Commentaire critique

L’élaboration de la LOLF a été possible grâce à un consensus politique exceptionnel. Ce consensus repose sur la recherche d’une plus grande transparence de l’exécutif, des effets de la décentralisation et de la prédominance du discours économique. L’élément déclencheur a été une gestion médiatique de la « cagnotte fiscale » en 1999. L’affectation de cette cagnotte a donné lieu à des débats et à un mécontentement des parlementaires reprochant le manque de transparence des politiques budgétaires du ministère des Finances. Cette situation marque les prémisses d’un rééquilibrage des pouvoirs entre l’exécutif et le législatif. Un travail engagé par l’Assemblée nationale et le Sénat débouche sur un projet ambitieux.
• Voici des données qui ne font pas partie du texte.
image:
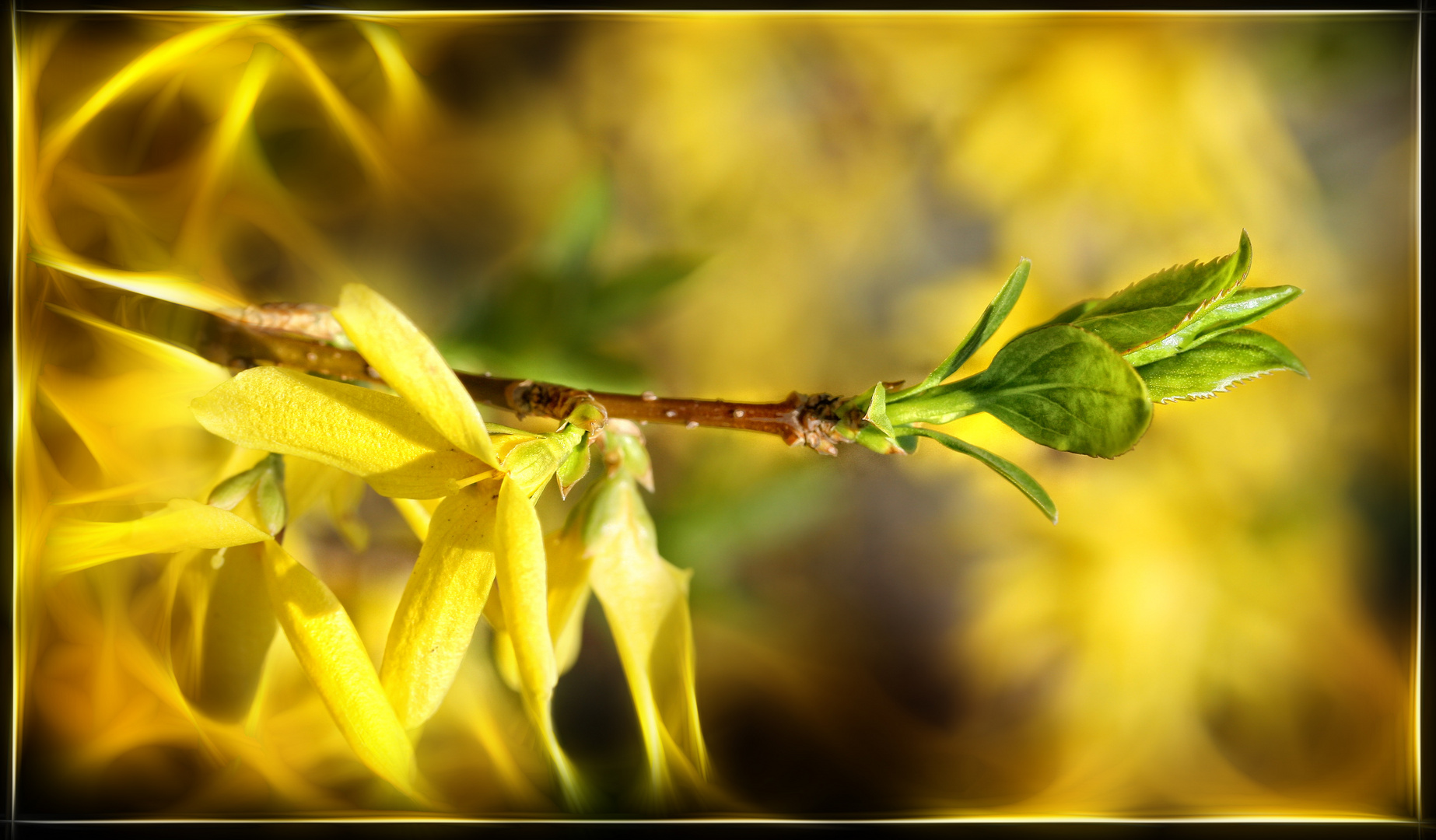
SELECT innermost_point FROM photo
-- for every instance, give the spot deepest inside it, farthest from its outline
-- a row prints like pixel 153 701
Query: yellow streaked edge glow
pixel 382 700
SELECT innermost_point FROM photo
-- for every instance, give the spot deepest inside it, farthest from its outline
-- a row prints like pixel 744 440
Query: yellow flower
pixel 424 444
pixel 609 544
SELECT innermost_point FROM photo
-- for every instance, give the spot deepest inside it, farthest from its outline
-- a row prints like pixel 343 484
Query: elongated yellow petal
pixel 412 366
pixel 417 513
pixel 127 348
pixel 239 626
pixel 522 578
pixel 75 544
pixel 441 604
pixel 358 429
pixel 568 595
pixel 645 600
pixel 334 656
pixel 174 288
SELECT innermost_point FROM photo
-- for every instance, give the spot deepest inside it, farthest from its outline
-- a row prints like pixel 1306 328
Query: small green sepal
pixel 575 467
Le caractère favorable de la conjoncture économique, le contexte européen, les déterminations et compétences des deux rapporteurs (D. Migaud à l’Assemblée nationale, A. Lambert au Sénat) aboutiront à la réalisation de ce consensus politique.
Le budget n’est pas novateur du point de vu des règles du droit budgétaire, même s’il y a des modifications dans ce domaine. La LOLF est fondée sur le principe d’une budgétisation non plus par nature de dépenses, mais orientée vers les résultats à partir d’objectifs définis. Selon l’article 7, les crédits sont définis en fonction des politiques et actions de l’État. Les crédits sont votés par mission et spécialisés par programme. Chaque programme se compose de plusieurs actions. Désormais l’unité de vote est la mission, l’unité de spécialité est le programme. Il y a trente-quatre missions au budget général.
Les crédits des titres composant les différents programmes peuvent s’abonder les uns aux autres en fonction des besoins. Cette fongibilité est asymétrique : tout en poursuivant ses objectifs, le gestionnaire peut transformer des crédits d’investissement en crédits de fonctionnement et inversement. Il peut aussi transférer des dépenses de personnel vers des dépenses d’investissement ; cependant, l’inverse n’est pas possible afin d’éviter un engagement financier de long terme. La performance est au cœur de la réforme. Les nouveaux documents budgétaires (PAP et RAP, respectivement Projets annuels de performance et Rapports annuels de performance) précisent cette notion de performance, liée à l’évaluation des politiques publiques. Les indicateurs de performance sont construits selon des critères d’efficacité, d’efficience, de qualité.
Le passage d’une logique de moyens à une logique de résultats instaure un nouveau système de responsabilité au niveau des administrations. Ce système fondé sur les résultats obtenus suppose que les différents stades des responsabilités soient repérés et qu’un dialogue de gestion s’établisse entre ces différents niveaux. Cette structure de responsabilités se décline au niveau national par les responsables de programme, et, au niveau des services déconcentrés par les responsables des budgets opérationnels (BOP).
La LOLF est aussi une réforme comptable, trois comptabilités se mettent en place avec une réforme de la nomenclature (clairement présentée). Ces trois comptabilités sont les comptabilités budgétaire, générale et une analyse des coûts. L’analyse des coûts permet de répartir les dépenses indivises. Le fait novateur dans la mise en place de cette comptabilité est le passage de la notion de dépense à celle de coût.
Des schémas clairs et un glossaire permettent de se familiariser avec ce nouveau vocable. On peut regretter cependant le manque d’exemples illustrant cette profonde réforme de l’État.